Fragmentary and sometimes contradictory, the revelations included:
• The assertion by Amiram Nir, Israel's adviser on counterterrorism to Prime Minister Yitzhak Shamir, that the U.S. decided what price Iran should pay for the American arms. Although President Reagan has insisted that a third country, presumably Israel, had been "overcharging" Iran for weapons shipments, Nir told his Israeli government superiors about a meeting, probably in Washington early this year (late January or early February) at which North set the price at three or four times the book value of the weapons. Nir claimed that other unnamed White House officials attended the meeting and "no one asked questions" about the inflated price. "I passed the American price to the Iranians and that's all," Nir insisted.

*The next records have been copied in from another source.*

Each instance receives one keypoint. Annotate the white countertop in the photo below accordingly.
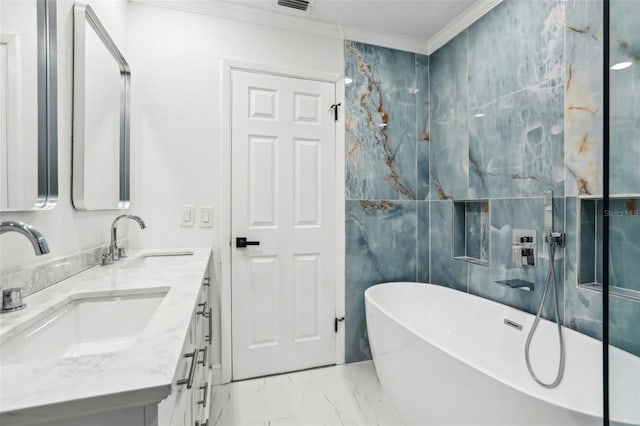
(143, 373)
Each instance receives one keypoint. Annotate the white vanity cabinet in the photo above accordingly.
(149, 383)
(188, 404)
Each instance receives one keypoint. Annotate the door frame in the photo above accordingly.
(224, 200)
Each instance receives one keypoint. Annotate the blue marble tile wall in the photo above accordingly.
(387, 177)
(509, 108)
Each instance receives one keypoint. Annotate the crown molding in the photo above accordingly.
(293, 23)
(393, 41)
(463, 21)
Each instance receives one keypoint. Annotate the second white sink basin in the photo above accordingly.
(85, 324)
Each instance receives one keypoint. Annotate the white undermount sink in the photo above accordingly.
(84, 324)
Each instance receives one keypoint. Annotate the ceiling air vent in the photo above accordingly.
(295, 4)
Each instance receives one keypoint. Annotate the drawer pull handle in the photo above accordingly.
(204, 356)
(205, 388)
(203, 312)
(210, 317)
(192, 370)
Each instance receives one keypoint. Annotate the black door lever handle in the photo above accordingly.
(242, 242)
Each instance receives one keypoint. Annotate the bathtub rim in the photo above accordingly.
(500, 378)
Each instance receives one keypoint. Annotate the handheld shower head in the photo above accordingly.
(548, 212)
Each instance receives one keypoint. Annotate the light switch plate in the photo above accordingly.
(206, 217)
(187, 213)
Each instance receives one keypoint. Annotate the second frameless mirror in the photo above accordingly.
(101, 80)
(28, 105)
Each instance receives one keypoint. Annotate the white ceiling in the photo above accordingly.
(418, 19)
(414, 25)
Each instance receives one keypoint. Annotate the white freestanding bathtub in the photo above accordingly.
(447, 357)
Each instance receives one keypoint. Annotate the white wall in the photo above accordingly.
(176, 63)
(66, 230)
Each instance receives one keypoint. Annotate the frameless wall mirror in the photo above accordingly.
(101, 80)
(28, 105)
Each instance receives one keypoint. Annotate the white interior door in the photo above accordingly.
(283, 196)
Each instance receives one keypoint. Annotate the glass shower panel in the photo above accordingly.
(623, 213)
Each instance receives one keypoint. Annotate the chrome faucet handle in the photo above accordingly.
(107, 258)
(12, 300)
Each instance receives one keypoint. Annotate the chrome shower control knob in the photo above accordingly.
(12, 300)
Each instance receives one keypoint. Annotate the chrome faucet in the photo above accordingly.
(34, 236)
(12, 297)
(116, 252)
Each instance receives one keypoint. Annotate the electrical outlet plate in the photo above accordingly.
(187, 213)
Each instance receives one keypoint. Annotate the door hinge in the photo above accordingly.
(334, 107)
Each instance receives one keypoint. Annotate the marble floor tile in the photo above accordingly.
(339, 395)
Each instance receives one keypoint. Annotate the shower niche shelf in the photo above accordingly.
(471, 224)
(624, 252)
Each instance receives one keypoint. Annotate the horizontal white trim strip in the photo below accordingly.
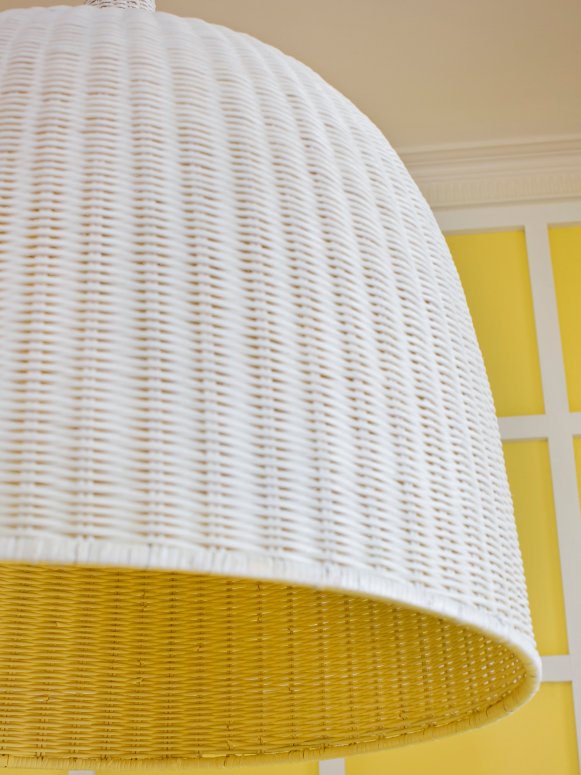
(533, 426)
(332, 767)
(525, 170)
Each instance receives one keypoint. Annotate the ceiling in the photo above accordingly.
(428, 72)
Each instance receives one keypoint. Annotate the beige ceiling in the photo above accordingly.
(428, 72)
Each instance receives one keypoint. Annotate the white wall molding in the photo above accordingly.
(526, 170)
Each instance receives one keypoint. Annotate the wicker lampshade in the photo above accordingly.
(253, 503)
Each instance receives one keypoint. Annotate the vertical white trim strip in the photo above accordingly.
(560, 436)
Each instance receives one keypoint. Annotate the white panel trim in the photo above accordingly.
(557, 669)
(532, 426)
(561, 453)
(528, 169)
(332, 767)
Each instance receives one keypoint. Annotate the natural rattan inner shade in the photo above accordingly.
(128, 667)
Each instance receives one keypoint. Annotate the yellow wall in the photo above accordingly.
(540, 739)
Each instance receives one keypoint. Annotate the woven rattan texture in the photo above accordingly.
(233, 342)
(109, 661)
(145, 5)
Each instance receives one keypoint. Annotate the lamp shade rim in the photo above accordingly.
(331, 577)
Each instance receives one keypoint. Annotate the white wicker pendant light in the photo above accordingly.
(252, 496)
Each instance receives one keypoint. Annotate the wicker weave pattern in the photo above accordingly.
(145, 5)
(234, 342)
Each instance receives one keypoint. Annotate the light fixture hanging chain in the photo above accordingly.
(144, 5)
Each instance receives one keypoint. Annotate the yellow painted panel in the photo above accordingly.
(494, 271)
(566, 254)
(529, 474)
(539, 739)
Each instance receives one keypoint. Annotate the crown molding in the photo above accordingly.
(524, 170)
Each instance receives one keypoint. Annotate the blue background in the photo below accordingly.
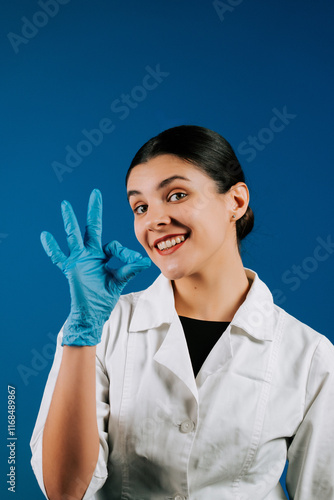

• The Washington Post reported that some proceeds from the Iran sales had been placed in a CIA-managed Swiss bank account also used to fund the rebel forces in Afghanistan as well as Jonas Savimbi's troops fighting the Marxist government in Angola. Citing a "well-placed senior Administration official," the Post claimed the U.S. and Saudi Arabia had each placed $250 million in the account this year. Commingling the Iranian proceeds with these funds was described by the Post's source as a "dumb" mistake by an impatient CIA employee who did not wait for the creation of a separate account. The CIA issued an unusual public denial, insisting it had handled only the $12 million that it repaid the Pentagon as the book value of the arms. The agency said it had not diverted any money to the contras and had not received any profits from the deals with Iran.